Le câble coaxial du réseau HFC arrive chez l’utilisateur et constitue le support aux 2 voies de communication downstream et upstream. La mise ne place de la liaison doit donc être particulièrement soignée pour éviter les dégradations du signal tant en niveau qu’en terme de bande passante et bruits d’ intermodulation IM2, IM3 (voir tome 2 de Techniques audiovisuelles et multimédias) .

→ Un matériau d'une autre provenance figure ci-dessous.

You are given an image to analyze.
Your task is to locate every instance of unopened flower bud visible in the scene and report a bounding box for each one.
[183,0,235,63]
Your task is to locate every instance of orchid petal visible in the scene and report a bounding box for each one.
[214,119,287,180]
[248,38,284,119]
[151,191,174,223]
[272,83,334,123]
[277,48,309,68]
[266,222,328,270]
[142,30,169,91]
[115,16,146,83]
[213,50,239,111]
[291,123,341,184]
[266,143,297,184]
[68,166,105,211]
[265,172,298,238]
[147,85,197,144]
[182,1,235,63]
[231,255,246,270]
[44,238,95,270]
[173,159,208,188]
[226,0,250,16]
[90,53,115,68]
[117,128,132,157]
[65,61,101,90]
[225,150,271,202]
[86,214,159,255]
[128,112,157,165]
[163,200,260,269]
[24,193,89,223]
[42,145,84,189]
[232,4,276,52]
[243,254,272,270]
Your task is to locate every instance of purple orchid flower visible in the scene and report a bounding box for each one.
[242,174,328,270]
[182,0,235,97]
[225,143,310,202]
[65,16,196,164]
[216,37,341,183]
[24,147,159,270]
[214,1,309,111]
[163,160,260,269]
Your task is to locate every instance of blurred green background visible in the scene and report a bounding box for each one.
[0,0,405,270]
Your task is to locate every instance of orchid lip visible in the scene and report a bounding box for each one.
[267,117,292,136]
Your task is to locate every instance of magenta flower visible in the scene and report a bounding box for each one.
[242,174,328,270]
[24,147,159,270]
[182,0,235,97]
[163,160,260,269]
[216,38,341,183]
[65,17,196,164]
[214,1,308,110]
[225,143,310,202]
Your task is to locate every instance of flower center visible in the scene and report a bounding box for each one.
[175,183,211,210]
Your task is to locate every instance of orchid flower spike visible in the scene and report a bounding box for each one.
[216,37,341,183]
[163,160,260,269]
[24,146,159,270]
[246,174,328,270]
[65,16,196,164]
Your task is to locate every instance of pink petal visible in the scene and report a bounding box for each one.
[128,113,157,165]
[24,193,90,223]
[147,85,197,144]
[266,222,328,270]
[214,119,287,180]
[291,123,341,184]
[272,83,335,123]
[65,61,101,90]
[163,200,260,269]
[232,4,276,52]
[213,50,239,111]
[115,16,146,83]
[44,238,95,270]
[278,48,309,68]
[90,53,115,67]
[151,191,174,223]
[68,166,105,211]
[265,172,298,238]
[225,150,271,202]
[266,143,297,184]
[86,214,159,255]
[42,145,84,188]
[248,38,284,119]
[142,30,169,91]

Pour éviter ces risques, il est également important de séparer les différentes voies vers les équipements de l’utilisateur. La figure 7 donne un exemple de la structure d’un NIU (Network Interface Unit) connecté au coaxial :

• Le câble coaxial arrivant chez l’abonné est connecté par une fiche F au boîtier NIU dans lequel est d’abord placé un filtre de séparation de la voie descendante (filtre passe-haut, fréquence de coupure basse à 87 MHz) et de la voie montante (filtre passe-bas, fréquence de coupure haute à 65 MHz). Les fréquences de coupure peuvent varier en fonction du pays dans lequel est implanté le réseau HFC.

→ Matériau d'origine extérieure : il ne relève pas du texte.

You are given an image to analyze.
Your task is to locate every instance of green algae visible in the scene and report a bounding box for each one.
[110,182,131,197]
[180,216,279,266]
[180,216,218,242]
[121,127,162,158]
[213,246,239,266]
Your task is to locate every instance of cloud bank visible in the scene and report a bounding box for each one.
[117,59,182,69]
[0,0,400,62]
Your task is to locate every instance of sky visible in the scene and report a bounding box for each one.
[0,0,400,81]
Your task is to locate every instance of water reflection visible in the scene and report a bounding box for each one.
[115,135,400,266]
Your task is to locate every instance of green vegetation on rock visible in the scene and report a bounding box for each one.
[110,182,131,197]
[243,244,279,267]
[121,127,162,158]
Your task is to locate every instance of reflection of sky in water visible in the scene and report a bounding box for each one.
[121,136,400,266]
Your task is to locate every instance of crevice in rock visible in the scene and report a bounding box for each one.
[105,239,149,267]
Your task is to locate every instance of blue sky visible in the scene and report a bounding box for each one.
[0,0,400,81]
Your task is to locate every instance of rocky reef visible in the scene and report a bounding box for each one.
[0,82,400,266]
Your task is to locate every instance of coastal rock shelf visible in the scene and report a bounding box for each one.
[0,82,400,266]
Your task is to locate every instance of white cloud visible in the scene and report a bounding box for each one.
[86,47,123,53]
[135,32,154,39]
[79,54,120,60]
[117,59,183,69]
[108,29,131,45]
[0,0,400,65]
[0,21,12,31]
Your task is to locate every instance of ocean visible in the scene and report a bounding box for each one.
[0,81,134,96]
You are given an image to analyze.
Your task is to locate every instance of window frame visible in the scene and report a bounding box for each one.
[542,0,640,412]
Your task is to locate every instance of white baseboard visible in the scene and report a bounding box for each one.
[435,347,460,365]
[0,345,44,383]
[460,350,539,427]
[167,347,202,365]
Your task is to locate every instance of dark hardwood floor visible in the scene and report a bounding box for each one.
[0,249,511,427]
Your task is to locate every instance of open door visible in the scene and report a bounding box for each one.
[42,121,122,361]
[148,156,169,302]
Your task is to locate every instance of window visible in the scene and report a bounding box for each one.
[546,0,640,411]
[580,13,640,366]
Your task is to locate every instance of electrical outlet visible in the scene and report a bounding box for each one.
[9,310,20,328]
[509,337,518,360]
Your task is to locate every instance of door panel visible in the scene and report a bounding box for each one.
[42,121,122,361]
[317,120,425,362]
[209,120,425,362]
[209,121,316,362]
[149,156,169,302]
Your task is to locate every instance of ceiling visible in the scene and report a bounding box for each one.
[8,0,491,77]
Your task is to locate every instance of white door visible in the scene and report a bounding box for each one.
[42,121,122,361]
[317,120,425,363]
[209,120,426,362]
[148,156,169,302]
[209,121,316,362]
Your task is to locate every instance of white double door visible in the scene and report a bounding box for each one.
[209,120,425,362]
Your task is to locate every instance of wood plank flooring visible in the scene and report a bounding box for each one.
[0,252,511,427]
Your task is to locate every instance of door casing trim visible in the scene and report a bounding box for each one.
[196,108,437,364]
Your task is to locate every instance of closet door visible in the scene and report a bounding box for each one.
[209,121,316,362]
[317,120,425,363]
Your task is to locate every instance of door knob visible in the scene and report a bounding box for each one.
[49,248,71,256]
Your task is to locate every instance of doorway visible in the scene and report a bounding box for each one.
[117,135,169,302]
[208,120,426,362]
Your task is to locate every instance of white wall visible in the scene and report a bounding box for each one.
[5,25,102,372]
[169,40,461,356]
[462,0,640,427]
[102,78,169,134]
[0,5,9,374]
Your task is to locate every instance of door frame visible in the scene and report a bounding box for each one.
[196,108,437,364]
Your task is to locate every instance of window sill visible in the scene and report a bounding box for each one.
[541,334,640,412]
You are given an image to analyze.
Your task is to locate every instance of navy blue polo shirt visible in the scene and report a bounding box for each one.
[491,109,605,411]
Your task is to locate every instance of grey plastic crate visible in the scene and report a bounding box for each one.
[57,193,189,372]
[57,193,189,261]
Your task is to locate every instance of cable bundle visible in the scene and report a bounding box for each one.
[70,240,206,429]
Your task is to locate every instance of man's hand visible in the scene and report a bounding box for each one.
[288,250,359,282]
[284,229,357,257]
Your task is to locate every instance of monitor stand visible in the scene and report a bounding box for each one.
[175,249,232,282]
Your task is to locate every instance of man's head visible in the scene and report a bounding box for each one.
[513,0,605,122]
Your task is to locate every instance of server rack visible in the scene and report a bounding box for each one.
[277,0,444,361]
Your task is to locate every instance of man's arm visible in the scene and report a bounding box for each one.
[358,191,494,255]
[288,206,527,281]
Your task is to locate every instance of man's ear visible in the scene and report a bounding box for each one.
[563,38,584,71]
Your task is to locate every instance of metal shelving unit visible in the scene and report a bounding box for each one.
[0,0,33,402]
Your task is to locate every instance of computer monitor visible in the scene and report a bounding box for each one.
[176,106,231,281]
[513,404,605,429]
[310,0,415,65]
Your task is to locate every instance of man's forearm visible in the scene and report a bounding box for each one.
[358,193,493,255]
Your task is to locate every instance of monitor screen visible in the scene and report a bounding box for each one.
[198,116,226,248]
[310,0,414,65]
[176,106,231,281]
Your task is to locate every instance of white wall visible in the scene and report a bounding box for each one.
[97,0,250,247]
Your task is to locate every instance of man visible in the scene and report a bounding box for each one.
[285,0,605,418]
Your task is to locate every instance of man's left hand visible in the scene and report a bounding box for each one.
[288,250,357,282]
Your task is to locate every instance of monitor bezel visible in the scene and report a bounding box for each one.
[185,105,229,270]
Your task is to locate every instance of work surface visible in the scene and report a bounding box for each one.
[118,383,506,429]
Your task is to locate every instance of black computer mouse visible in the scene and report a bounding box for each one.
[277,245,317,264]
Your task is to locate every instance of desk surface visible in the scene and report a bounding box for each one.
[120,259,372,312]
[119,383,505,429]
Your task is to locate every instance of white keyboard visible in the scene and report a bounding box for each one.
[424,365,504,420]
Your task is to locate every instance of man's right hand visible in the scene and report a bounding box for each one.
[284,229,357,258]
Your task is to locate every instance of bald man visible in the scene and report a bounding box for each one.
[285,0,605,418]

• La voie descendante et la voie montante continuent avec des amplificateurs capables de compenser les pertes de niveau dans les filtres et les circuits de répartition et dérivation du boîtier.

• Des atténuateurs (Att.) sont placés sur les voies de données. Le niveau requis sur les liaisons numériques est plus faible que celui nécessaire aux transmissions analogiques.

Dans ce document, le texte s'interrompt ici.